Он рыщет глазами по углам комнаты. Его нога дёргается вверх и вниз, я могу чувствовать вибрации через дерево. Каждые несколько минут Айзек переводит глаза от окна к двери.
— Может быть…
Ощущаю паузу, после «может быть». Он хочет сказать больше, но мне не доверяет. И если бы я действительно вникла в свою теорию, она, скорее всего, развалилась бы. Похищения с целью выкупа быстрые и грязные; пистолет, приставленный к голове, скорые требования. Без клавиатуры на двери и достаточного количества продовольствия, чтобы переждать одну из долгих зим как в книгах Джорджа Мартина (Прим. ред.: Джордж Рэймонд Ричард Мартин — современный американский писатель-фантаст, сценарист, продюсер и редактор, лауреат многих литературных премий). Я кладу руки на стол, кончики пальцев повёрнуты внутрь, и опускаю на них подбородок. Мой мизинец касается ручки ножа.
Мы ждём.
В хижине столь устрашающе тихо, что мы могли бы услышать приближающийся автомобиль или человека за милю, но мы всё же продолжаем прислушиваться. Ожидание... ожидание. Наконец, Айзек встаёт. Я слышу, как он ходит из комнаты в комнату. Интересно, он что-то ищет, или ему просто нужно двигаться. Понимаю, что, скорее всего, последнее. Он не может сидеть на месте, когда нервничает.
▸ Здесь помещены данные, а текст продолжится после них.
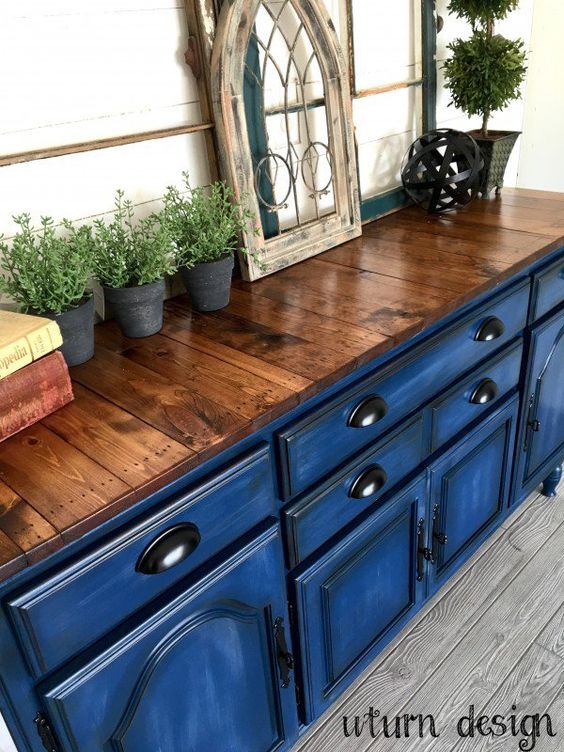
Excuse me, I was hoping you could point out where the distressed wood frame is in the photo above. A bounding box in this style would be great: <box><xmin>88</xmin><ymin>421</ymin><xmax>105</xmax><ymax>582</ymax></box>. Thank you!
<box><xmin>208</xmin><ymin>0</ymin><xmax>362</xmax><ymax>280</ymax></box>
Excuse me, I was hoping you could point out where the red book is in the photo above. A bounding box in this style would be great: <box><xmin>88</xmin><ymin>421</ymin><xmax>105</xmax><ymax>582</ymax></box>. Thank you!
<box><xmin>0</xmin><ymin>352</ymin><xmax>73</xmax><ymax>441</ymax></box>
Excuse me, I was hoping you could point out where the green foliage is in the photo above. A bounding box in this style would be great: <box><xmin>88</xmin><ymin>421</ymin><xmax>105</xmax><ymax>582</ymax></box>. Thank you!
<box><xmin>163</xmin><ymin>173</ymin><xmax>258</xmax><ymax>267</ymax></box>
<box><xmin>444</xmin><ymin>31</ymin><xmax>526</xmax><ymax>134</ymax></box>
<box><xmin>0</xmin><ymin>214</ymin><xmax>93</xmax><ymax>313</ymax></box>
<box><xmin>94</xmin><ymin>191</ymin><xmax>176</xmax><ymax>288</ymax></box>
<box><xmin>443</xmin><ymin>0</ymin><xmax>527</xmax><ymax>137</ymax></box>
<box><xmin>448</xmin><ymin>0</ymin><xmax>519</xmax><ymax>27</ymax></box>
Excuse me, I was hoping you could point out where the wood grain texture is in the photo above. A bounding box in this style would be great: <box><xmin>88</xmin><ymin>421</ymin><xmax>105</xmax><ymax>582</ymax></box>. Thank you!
<box><xmin>0</xmin><ymin>481</ymin><xmax>63</xmax><ymax>563</ymax></box>
<box><xmin>43</xmin><ymin>384</ymin><xmax>193</xmax><ymax>486</ymax></box>
<box><xmin>0</xmin><ymin>191</ymin><xmax>564</xmax><ymax>579</ymax></box>
<box><xmin>0</xmin><ymin>424</ymin><xmax>130</xmax><ymax>537</ymax></box>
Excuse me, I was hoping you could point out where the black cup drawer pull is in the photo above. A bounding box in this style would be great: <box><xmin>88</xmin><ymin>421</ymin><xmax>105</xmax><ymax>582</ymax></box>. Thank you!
<box><xmin>135</xmin><ymin>523</ymin><xmax>201</xmax><ymax>574</ymax></box>
<box><xmin>474</xmin><ymin>316</ymin><xmax>505</xmax><ymax>342</ymax></box>
<box><xmin>470</xmin><ymin>379</ymin><xmax>499</xmax><ymax>405</ymax></box>
<box><xmin>349</xmin><ymin>465</ymin><xmax>388</xmax><ymax>499</ymax></box>
<box><xmin>347</xmin><ymin>397</ymin><xmax>388</xmax><ymax>428</ymax></box>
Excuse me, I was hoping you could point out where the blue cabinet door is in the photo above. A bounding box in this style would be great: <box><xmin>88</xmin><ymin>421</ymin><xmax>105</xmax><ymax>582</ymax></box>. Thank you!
<box><xmin>40</xmin><ymin>527</ymin><xmax>297</xmax><ymax>752</ymax></box>
<box><xmin>427</xmin><ymin>397</ymin><xmax>518</xmax><ymax>592</ymax></box>
<box><xmin>521</xmin><ymin>311</ymin><xmax>564</xmax><ymax>492</ymax></box>
<box><xmin>295</xmin><ymin>480</ymin><xmax>425</xmax><ymax>721</ymax></box>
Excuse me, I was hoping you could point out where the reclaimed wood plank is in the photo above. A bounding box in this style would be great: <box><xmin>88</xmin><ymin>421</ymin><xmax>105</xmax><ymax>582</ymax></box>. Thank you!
<box><xmin>0</xmin><ymin>423</ymin><xmax>130</xmax><ymax>537</ymax></box>
<box><xmin>71</xmin><ymin>346</ymin><xmax>251</xmax><ymax>456</ymax></box>
<box><xmin>226</xmin><ymin>286</ymin><xmax>389</xmax><ymax>357</ymax></box>
<box><xmin>0</xmin><ymin>481</ymin><xmax>63</xmax><ymax>563</ymax></box>
<box><xmin>161</xmin><ymin>296</ymin><xmax>313</xmax><ymax>394</ymax></box>
<box><xmin>0</xmin><ymin>530</ymin><xmax>27</xmax><ymax>580</ymax></box>
<box><xmin>42</xmin><ymin>384</ymin><xmax>195</xmax><ymax>484</ymax></box>
<box><xmin>323</xmin><ymin>237</ymin><xmax>500</xmax><ymax>293</ymax></box>
<box><xmin>164</xmin><ymin>296</ymin><xmax>356</xmax><ymax>393</ymax></box>
<box><xmin>94</xmin><ymin>327</ymin><xmax>298</xmax><ymax>425</ymax></box>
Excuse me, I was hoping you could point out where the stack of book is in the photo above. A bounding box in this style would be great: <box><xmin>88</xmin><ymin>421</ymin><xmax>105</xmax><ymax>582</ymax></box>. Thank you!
<box><xmin>0</xmin><ymin>311</ymin><xmax>73</xmax><ymax>441</ymax></box>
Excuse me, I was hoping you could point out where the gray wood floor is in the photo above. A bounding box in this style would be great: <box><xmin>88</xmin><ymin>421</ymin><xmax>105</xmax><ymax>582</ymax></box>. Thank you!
<box><xmin>292</xmin><ymin>485</ymin><xmax>564</xmax><ymax>752</ymax></box>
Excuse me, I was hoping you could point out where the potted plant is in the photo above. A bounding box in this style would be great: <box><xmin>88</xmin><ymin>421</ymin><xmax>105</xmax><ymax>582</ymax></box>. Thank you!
<box><xmin>0</xmin><ymin>214</ymin><xmax>94</xmax><ymax>366</ymax></box>
<box><xmin>94</xmin><ymin>191</ymin><xmax>175</xmax><ymax>337</ymax></box>
<box><xmin>163</xmin><ymin>173</ymin><xmax>258</xmax><ymax>311</ymax></box>
<box><xmin>443</xmin><ymin>0</ymin><xmax>527</xmax><ymax>198</ymax></box>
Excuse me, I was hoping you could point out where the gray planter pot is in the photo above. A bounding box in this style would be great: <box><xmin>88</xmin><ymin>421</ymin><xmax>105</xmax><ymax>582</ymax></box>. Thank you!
<box><xmin>470</xmin><ymin>131</ymin><xmax>521</xmax><ymax>198</ymax></box>
<box><xmin>104</xmin><ymin>279</ymin><xmax>165</xmax><ymax>337</ymax></box>
<box><xmin>37</xmin><ymin>297</ymin><xmax>94</xmax><ymax>366</ymax></box>
<box><xmin>180</xmin><ymin>255</ymin><xmax>235</xmax><ymax>311</ymax></box>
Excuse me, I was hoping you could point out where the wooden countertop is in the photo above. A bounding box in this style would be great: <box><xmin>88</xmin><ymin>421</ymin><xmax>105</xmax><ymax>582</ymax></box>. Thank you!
<box><xmin>0</xmin><ymin>189</ymin><xmax>564</xmax><ymax>580</ymax></box>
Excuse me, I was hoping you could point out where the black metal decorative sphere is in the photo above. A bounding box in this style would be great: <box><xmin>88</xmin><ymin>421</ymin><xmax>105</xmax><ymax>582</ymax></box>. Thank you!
<box><xmin>401</xmin><ymin>128</ymin><xmax>483</xmax><ymax>213</ymax></box>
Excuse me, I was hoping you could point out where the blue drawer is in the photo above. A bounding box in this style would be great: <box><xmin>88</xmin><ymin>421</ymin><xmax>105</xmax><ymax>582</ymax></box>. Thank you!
<box><xmin>277</xmin><ymin>280</ymin><xmax>530</xmax><ymax>499</ymax></box>
<box><xmin>431</xmin><ymin>339</ymin><xmax>523</xmax><ymax>451</ymax></box>
<box><xmin>284</xmin><ymin>415</ymin><xmax>427</xmax><ymax>567</ymax></box>
<box><xmin>9</xmin><ymin>444</ymin><xmax>276</xmax><ymax>676</ymax></box>
<box><xmin>531</xmin><ymin>253</ymin><xmax>564</xmax><ymax>321</ymax></box>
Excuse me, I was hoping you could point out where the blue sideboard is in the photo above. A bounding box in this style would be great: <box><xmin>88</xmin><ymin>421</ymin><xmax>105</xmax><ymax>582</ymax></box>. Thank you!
<box><xmin>0</xmin><ymin>241</ymin><xmax>564</xmax><ymax>752</ymax></box>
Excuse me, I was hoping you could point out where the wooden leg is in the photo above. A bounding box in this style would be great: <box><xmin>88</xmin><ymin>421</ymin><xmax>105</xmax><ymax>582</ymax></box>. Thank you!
<box><xmin>542</xmin><ymin>465</ymin><xmax>562</xmax><ymax>496</ymax></box>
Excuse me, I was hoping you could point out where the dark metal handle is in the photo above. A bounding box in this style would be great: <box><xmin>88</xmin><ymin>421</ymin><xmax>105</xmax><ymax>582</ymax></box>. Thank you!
<box><xmin>34</xmin><ymin>713</ymin><xmax>59</xmax><ymax>752</ymax></box>
<box><xmin>431</xmin><ymin>504</ymin><xmax>448</xmax><ymax>564</ymax></box>
<box><xmin>135</xmin><ymin>523</ymin><xmax>201</xmax><ymax>574</ymax></box>
<box><xmin>470</xmin><ymin>379</ymin><xmax>499</xmax><ymax>405</ymax></box>
<box><xmin>274</xmin><ymin>616</ymin><xmax>294</xmax><ymax>689</ymax></box>
<box><xmin>347</xmin><ymin>396</ymin><xmax>388</xmax><ymax>428</ymax></box>
<box><xmin>349</xmin><ymin>465</ymin><xmax>388</xmax><ymax>499</ymax></box>
<box><xmin>417</xmin><ymin>518</ymin><xmax>428</xmax><ymax>582</ymax></box>
<box><xmin>474</xmin><ymin>316</ymin><xmax>505</xmax><ymax>342</ymax></box>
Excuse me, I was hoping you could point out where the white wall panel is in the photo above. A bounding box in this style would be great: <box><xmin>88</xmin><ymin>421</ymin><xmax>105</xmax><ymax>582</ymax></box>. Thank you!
<box><xmin>0</xmin><ymin>3</ymin><xmax>198</xmax><ymax>154</ymax></box>
<box><xmin>0</xmin><ymin>134</ymin><xmax>209</xmax><ymax>236</ymax></box>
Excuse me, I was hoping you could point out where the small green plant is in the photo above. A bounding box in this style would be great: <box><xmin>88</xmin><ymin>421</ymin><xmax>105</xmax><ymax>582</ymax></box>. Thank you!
<box><xmin>443</xmin><ymin>0</ymin><xmax>527</xmax><ymax>138</ymax></box>
<box><xmin>94</xmin><ymin>190</ymin><xmax>176</xmax><ymax>288</ymax></box>
<box><xmin>0</xmin><ymin>213</ymin><xmax>93</xmax><ymax>313</ymax></box>
<box><xmin>163</xmin><ymin>172</ymin><xmax>258</xmax><ymax>267</ymax></box>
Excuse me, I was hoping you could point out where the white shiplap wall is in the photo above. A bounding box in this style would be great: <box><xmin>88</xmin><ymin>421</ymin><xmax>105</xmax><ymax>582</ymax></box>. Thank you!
<box><xmin>0</xmin><ymin>0</ymin><xmax>208</xmax><ymax>236</ymax></box>
<box><xmin>0</xmin><ymin>0</ymin><xmax>421</xmax><ymax>241</ymax></box>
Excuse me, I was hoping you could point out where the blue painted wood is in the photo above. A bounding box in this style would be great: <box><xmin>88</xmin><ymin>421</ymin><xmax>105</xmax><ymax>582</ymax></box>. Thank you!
<box><xmin>521</xmin><ymin>311</ymin><xmax>564</xmax><ymax>488</ymax></box>
<box><xmin>283</xmin><ymin>415</ymin><xmax>428</xmax><ymax>567</ymax></box>
<box><xmin>542</xmin><ymin>465</ymin><xmax>563</xmax><ymax>498</ymax></box>
<box><xmin>40</xmin><ymin>526</ymin><xmax>298</xmax><ymax>752</ymax></box>
<box><xmin>427</xmin><ymin>396</ymin><xmax>518</xmax><ymax>594</ymax></box>
<box><xmin>295</xmin><ymin>480</ymin><xmax>425</xmax><ymax>721</ymax></box>
<box><xmin>531</xmin><ymin>251</ymin><xmax>564</xmax><ymax>321</ymax></box>
<box><xmin>0</xmin><ymin>252</ymin><xmax>562</xmax><ymax>752</ymax></box>
<box><xmin>9</xmin><ymin>444</ymin><xmax>276</xmax><ymax>677</ymax></box>
<box><xmin>277</xmin><ymin>281</ymin><xmax>530</xmax><ymax>498</ymax></box>
<box><xmin>431</xmin><ymin>338</ymin><xmax>523</xmax><ymax>451</ymax></box>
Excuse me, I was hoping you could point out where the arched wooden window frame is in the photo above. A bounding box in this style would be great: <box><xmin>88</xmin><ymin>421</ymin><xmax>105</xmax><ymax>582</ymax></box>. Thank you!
<box><xmin>210</xmin><ymin>0</ymin><xmax>361</xmax><ymax>280</ymax></box>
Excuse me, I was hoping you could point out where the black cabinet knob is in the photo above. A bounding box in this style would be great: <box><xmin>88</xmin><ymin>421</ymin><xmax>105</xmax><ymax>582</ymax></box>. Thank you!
<box><xmin>347</xmin><ymin>396</ymin><xmax>388</xmax><ymax>428</ymax></box>
<box><xmin>349</xmin><ymin>465</ymin><xmax>388</xmax><ymax>499</ymax></box>
<box><xmin>470</xmin><ymin>379</ymin><xmax>499</xmax><ymax>405</ymax></box>
<box><xmin>135</xmin><ymin>523</ymin><xmax>201</xmax><ymax>574</ymax></box>
<box><xmin>474</xmin><ymin>316</ymin><xmax>505</xmax><ymax>342</ymax></box>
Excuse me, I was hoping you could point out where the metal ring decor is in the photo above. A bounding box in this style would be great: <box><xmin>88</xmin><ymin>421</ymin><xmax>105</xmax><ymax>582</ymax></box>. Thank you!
<box><xmin>401</xmin><ymin>128</ymin><xmax>483</xmax><ymax>214</ymax></box>
<box><xmin>302</xmin><ymin>141</ymin><xmax>333</xmax><ymax>196</ymax></box>
<box><xmin>255</xmin><ymin>151</ymin><xmax>293</xmax><ymax>212</ymax></box>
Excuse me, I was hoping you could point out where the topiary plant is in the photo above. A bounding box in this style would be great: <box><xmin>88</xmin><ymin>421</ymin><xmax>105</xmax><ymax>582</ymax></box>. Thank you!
<box><xmin>443</xmin><ymin>0</ymin><xmax>527</xmax><ymax>138</ymax></box>
<box><xmin>0</xmin><ymin>214</ymin><xmax>93</xmax><ymax>313</ymax></box>
<box><xmin>94</xmin><ymin>190</ymin><xmax>176</xmax><ymax>288</ymax></box>
<box><xmin>163</xmin><ymin>172</ymin><xmax>255</xmax><ymax>268</ymax></box>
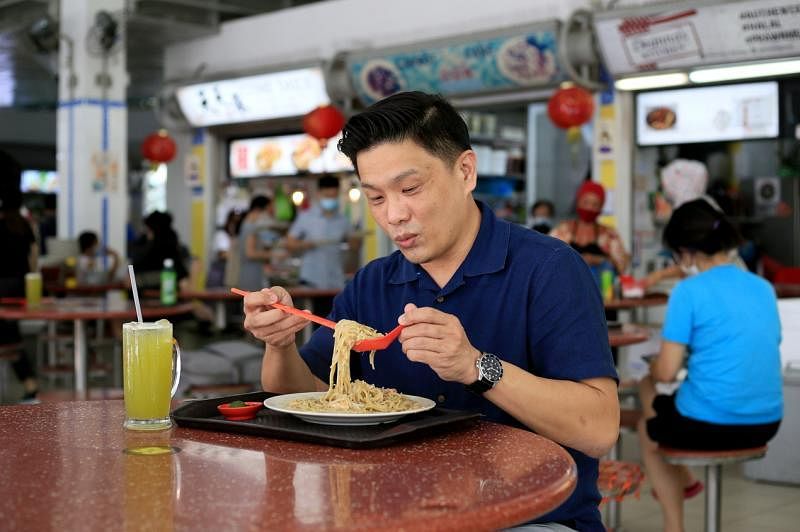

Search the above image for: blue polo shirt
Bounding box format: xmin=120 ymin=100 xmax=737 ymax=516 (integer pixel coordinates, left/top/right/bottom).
xmin=300 ymin=202 xmax=617 ymax=531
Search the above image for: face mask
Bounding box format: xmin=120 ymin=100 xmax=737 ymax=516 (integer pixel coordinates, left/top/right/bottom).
xmin=319 ymin=198 xmax=339 ymax=211
xmin=681 ymin=264 xmax=700 ymax=277
xmin=577 ymin=207 xmax=600 ymax=223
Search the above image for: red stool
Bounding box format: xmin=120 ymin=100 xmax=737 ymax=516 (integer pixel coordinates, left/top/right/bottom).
xmin=658 ymin=445 xmax=767 ymax=532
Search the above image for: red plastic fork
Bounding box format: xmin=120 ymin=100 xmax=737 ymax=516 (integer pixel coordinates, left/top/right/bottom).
xmin=231 ymin=288 xmax=403 ymax=352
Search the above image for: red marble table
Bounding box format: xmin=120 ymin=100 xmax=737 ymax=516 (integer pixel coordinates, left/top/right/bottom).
xmin=0 ymin=401 xmax=577 ymax=531
xmin=608 ymin=323 xmax=650 ymax=347
xmin=0 ymin=298 xmax=192 ymax=394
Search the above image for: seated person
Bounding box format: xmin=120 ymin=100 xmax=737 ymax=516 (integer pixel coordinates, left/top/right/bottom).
xmin=244 ymin=92 xmax=619 ymax=532
xmin=550 ymin=181 xmax=630 ymax=277
xmin=639 ymin=199 xmax=783 ymax=532
xmin=76 ymin=231 xmax=119 ymax=284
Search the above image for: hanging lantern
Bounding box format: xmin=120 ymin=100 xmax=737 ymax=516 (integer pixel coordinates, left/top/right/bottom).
xmin=547 ymin=84 xmax=594 ymax=129
xmin=142 ymin=129 xmax=177 ymax=163
xmin=303 ymin=105 xmax=345 ymax=144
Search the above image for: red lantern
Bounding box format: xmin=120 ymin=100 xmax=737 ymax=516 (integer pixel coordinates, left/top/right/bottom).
xmin=142 ymin=129 xmax=177 ymax=163
xmin=547 ymin=85 xmax=594 ymax=129
xmin=303 ymin=105 xmax=345 ymax=141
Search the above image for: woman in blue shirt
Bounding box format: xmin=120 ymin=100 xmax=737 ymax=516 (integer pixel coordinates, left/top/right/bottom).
xmin=639 ymin=199 xmax=783 ymax=532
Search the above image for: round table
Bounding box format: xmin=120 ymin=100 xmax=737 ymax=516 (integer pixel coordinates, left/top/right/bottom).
xmin=603 ymin=293 xmax=669 ymax=310
xmin=0 ymin=401 xmax=577 ymax=530
xmin=608 ymin=324 xmax=650 ymax=347
xmin=0 ymin=298 xmax=192 ymax=394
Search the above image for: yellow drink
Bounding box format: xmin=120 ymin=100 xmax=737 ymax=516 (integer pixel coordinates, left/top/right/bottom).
xmin=25 ymin=272 xmax=42 ymax=308
xmin=122 ymin=320 xmax=177 ymax=430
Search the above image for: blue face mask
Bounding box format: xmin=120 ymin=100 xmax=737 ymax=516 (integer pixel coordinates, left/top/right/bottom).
xmin=319 ymin=198 xmax=339 ymax=211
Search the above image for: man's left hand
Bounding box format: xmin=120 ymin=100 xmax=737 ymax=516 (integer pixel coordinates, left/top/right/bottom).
xmin=397 ymin=303 xmax=480 ymax=384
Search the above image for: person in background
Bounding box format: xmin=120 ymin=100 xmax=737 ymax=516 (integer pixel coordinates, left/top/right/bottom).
xmin=286 ymin=176 xmax=361 ymax=288
xmin=77 ymin=231 xmax=119 ymax=284
xmin=237 ymin=195 xmax=278 ymax=290
xmin=530 ymin=200 xmax=556 ymax=235
xmin=638 ymin=199 xmax=783 ymax=532
xmin=244 ymin=92 xmax=619 ymax=532
xmin=550 ymin=181 xmax=630 ymax=275
xmin=0 ymin=151 xmax=39 ymax=404
xmin=207 ymin=209 xmax=242 ymax=287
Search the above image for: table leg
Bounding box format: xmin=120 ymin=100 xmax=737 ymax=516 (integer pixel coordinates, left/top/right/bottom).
xmin=214 ymin=300 xmax=228 ymax=331
xmin=73 ymin=320 xmax=87 ymax=396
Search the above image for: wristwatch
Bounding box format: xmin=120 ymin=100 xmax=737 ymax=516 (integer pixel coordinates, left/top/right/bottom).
xmin=467 ymin=352 xmax=503 ymax=394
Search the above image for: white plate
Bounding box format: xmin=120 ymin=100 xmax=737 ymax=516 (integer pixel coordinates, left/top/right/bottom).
xmin=264 ymin=392 xmax=436 ymax=426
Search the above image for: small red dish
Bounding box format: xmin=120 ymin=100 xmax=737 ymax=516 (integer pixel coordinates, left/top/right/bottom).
xmin=217 ymin=401 xmax=264 ymax=421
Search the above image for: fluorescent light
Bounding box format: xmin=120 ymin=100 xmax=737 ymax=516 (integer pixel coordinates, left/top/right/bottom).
xmin=689 ymin=59 xmax=800 ymax=83
xmin=614 ymin=72 xmax=689 ymax=91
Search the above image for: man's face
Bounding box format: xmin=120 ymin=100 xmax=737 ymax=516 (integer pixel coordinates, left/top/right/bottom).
xmin=357 ymin=140 xmax=476 ymax=264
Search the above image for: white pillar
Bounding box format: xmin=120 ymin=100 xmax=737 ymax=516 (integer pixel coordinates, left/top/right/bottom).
xmin=56 ymin=0 xmax=128 ymax=264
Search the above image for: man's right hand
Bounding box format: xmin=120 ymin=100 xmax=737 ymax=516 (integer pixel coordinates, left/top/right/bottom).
xmin=244 ymin=286 xmax=309 ymax=348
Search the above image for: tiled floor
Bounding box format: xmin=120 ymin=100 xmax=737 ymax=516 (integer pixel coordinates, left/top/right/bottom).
xmin=608 ymin=434 xmax=800 ymax=532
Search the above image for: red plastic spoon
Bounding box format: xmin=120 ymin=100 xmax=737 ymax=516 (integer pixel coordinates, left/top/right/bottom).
xmin=231 ymin=288 xmax=403 ymax=352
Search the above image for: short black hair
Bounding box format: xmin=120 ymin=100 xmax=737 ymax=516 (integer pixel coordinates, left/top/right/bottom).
xmin=317 ymin=175 xmax=339 ymax=190
xmin=664 ymin=199 xmax=742 ymax=255
xmin=339 ymin=91 xmax=472 ymax=173
xmin=78 ymin=231 xmax=98 ymax=253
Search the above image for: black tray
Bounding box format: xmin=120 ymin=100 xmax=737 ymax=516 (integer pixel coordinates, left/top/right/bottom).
xmin=172 ymin=392 xmax=481 ymax=449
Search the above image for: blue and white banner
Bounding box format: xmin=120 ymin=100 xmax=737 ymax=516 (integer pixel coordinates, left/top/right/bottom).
xmin=348 ymin=29 xmax=562 ymax=104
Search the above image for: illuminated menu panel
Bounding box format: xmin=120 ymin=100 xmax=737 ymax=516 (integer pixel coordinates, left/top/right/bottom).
xmin=176 ymin=67 xmax=330 ymax=127
xmin=636 ymin=81 xmax=779 ymax=146
xmin=228 ymin=135 xmax=353 ymax=178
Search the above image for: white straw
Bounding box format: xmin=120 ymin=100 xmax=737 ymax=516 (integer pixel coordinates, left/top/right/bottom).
xmin=128 ymin=264 xmax=142 ymax=323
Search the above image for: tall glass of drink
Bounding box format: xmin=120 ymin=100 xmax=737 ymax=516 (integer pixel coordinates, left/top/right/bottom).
xmin=122 ymin=320 xmax=181 ymax=430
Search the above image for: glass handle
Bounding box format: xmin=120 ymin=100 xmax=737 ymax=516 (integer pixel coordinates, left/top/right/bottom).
xmin=169 ymin=338 xmax=181 ymax=397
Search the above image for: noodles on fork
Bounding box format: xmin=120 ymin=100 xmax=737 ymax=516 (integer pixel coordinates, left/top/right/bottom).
xmin=289 ymin=320 xmax=417 ymax=414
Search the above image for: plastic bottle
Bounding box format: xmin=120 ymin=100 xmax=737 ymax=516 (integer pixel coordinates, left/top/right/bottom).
xmin=600 ymin=268 xmax=614 ymax=301
xmin=161 ymin=259 xmax=178 ymax=305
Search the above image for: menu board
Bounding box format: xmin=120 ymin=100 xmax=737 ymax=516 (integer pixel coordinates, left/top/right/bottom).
xmin=176 ymin=67 xmax=330 ymax=127
xmin=20 ymin=170 xmax=58 ymax=193
xmin=636 ymin=81 xmax=779 ymax=146
xmin=228 ymin=134 xmax=353 ymax=178
xmin=595 ymin=0 xmax=800 ymax=76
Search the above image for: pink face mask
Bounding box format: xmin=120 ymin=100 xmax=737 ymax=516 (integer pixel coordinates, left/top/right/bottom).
xmin=577 ymin=207 xmax=600 ymax=223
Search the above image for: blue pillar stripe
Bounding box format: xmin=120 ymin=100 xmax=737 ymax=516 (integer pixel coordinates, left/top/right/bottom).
xmin=67 ymin=107 xmax=75 ymax=238
xmin=100 ymin=194 xmax=108 ymax=271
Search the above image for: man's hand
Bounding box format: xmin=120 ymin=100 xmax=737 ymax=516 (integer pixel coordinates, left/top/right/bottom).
xmin=244 ymin=286 xmax=309 ymax=347
xmin=397 ymin=303 xmax=480 ymax=384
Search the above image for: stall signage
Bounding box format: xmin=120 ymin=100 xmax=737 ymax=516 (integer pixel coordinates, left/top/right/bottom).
xmin=595 ymin=0 xmax=800 ymax=75
xmin=636 ymin=81 xmax=779 ymax=146
xmin=228 ymin=134 xmax=353 ymax=178
xmin=348 ymin=29 xmax=561 ymax=103
xmin=176 ymin=67 xmax=330 ymax=127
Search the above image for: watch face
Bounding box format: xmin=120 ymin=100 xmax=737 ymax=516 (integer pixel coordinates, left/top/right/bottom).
xmin=481 ymin=353 xmax=503 ymax=382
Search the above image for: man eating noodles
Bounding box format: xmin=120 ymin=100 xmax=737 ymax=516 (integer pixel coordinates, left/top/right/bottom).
xmin=244 ymin=92 xmax=619 ymax=531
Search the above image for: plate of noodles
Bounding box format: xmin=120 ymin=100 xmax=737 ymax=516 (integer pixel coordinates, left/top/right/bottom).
xmin=264 ymin=390 xmax=436 ymax=426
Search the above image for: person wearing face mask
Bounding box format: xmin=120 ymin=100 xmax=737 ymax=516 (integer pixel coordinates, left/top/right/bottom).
xmin=550 ymin=181 xmax=630 ymax=275
xmin=238 ymin=195 xmax=273 ymax=290
xmin=530 ymin=200 xmax=556 ymax=235
xmin=638 ymin=199 xmax=783 ymax=532
xmin=286 ymin=176 xmax=360 ymax=290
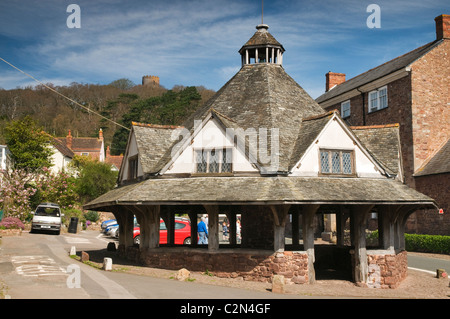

Когда мужчина возвращается на кухню, я нарушаю молчание:
— Что, если они не вернутся?
Он долго не отвечает.
— Здесь есть кладовая, вон там, — Айзек кивает в сторону узкой двери левее стола. — Она снабжена продовольствием, достаточным, чтобы продержаться несколько месяцев. Там двадцатикилограммовый мешок муки. Но дров достаточно только на несколько недель. Четыре, самое большее, если мы их растянем.